Monday, February 10, 2014

Reelin' in the Years



   After my husband passed away, oh, several days later, a nice man took me in.
   My mother has compressed time, my father dead of a heart attack 43 years ago, and the man is my older brother, Willie, who a year earlier brought her to live with him and his wife.
   I am the youngest son standing, bringing my mother for weekend visits where she perseverates like a sad Abbott and Costello routine, the same litany over and over, wondering when her family is going to pick her up.
   Oh, I don’t know what to do.
   What do you have to do, Mama?
   I thought somebody would come for me.
   You’re living with Willie now, your oldest son.
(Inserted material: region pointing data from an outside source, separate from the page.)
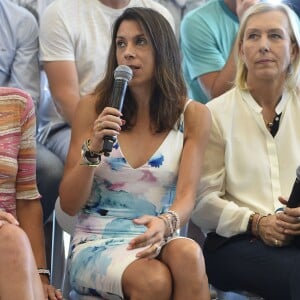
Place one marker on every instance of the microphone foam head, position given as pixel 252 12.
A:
pixel 123 72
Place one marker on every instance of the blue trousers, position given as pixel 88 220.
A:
pixel 244 263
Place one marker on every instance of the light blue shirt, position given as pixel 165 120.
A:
pixel 207 35
pixel 19 64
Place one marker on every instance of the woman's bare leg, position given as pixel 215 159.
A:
pixel 186 263
pixel 147 279
pixel 19 279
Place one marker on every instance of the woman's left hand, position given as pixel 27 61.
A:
pixel 51 292
pixel 153 237
pixel 289 220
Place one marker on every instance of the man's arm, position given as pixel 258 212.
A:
pixel 216 83
pixel 64 86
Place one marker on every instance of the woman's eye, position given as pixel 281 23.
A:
pixel 275 36
pixel 252 36
pixel 120 44
pixel 141 41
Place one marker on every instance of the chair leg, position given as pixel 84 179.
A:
pixel 57 255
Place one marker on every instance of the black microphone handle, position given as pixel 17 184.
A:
pixel 118 95
pixel 294 199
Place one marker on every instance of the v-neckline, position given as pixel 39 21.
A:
pixel 153 154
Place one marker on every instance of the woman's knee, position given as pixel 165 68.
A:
pixel 147 279
pixel 14 242
pixel 184 251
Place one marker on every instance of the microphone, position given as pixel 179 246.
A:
pixel 122 75
pixel 294 199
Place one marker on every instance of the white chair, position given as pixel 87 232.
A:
pixel 60 277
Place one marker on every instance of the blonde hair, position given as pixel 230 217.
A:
pixel 293 72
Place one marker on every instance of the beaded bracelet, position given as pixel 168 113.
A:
pixel 172 222
pixel 45 272
pixel 257 224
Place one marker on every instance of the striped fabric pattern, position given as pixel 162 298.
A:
pixel 17 148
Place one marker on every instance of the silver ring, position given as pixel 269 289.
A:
pixel 157 249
You're visiting me, Raymond, your youngest son.
   Her mouth rounds in momentary understanding.
   Pause, rewind, repeat.
   My Mama will spank my butt ‘cause I didn’t come home.
   Her memories are a collapsing star, my grandmother gone almost six decades.

   Sometimes she can be diverted briefly.
   After a supper of fried chicken, I lean over and say she must have eaten a lot of fried chicken growing up on the farm in Mississippi.
   You raised chickens, right?
   Oh, Lord, yes.
   So you must have eaten plenty of them.
   Oh, yes. And eggs.
   And your Daddy had a smokehouse, didn’t he?
   He did.
   She nods once, the memory sharp for a moment of the smokehouse some distance away from the farmhouse.
   Meat was cured there, right, Mama?
   Another nod.
   Probably butchered hogs and calves, maybe some venison.
   Yes.
   There was a garden also.
   Oh, yes.
   A nod, chores growing up: picking butter beans and string beans and peas, potatoes and okra.
   You ate good things on the farm.
   A nod, less decisive, looking down at her hands, rubbing them.
   Your hands hurt, Mama?
   Old and wrinkled, she says softly.
   That’s okay. All of our hands are getting old and wrinkled.
   My Mama is gonna whip my butt.

1 comment:

  1. Worth waiting for, and after too many months. Yes, my Lord, ain't it a caution what old mothers come out with? But somewhere inside those broken circuits of memory are moments of clarity that can (and often do) bring on a tear or two, at least one of them lighting up the joy that you've had this dear mother all your life.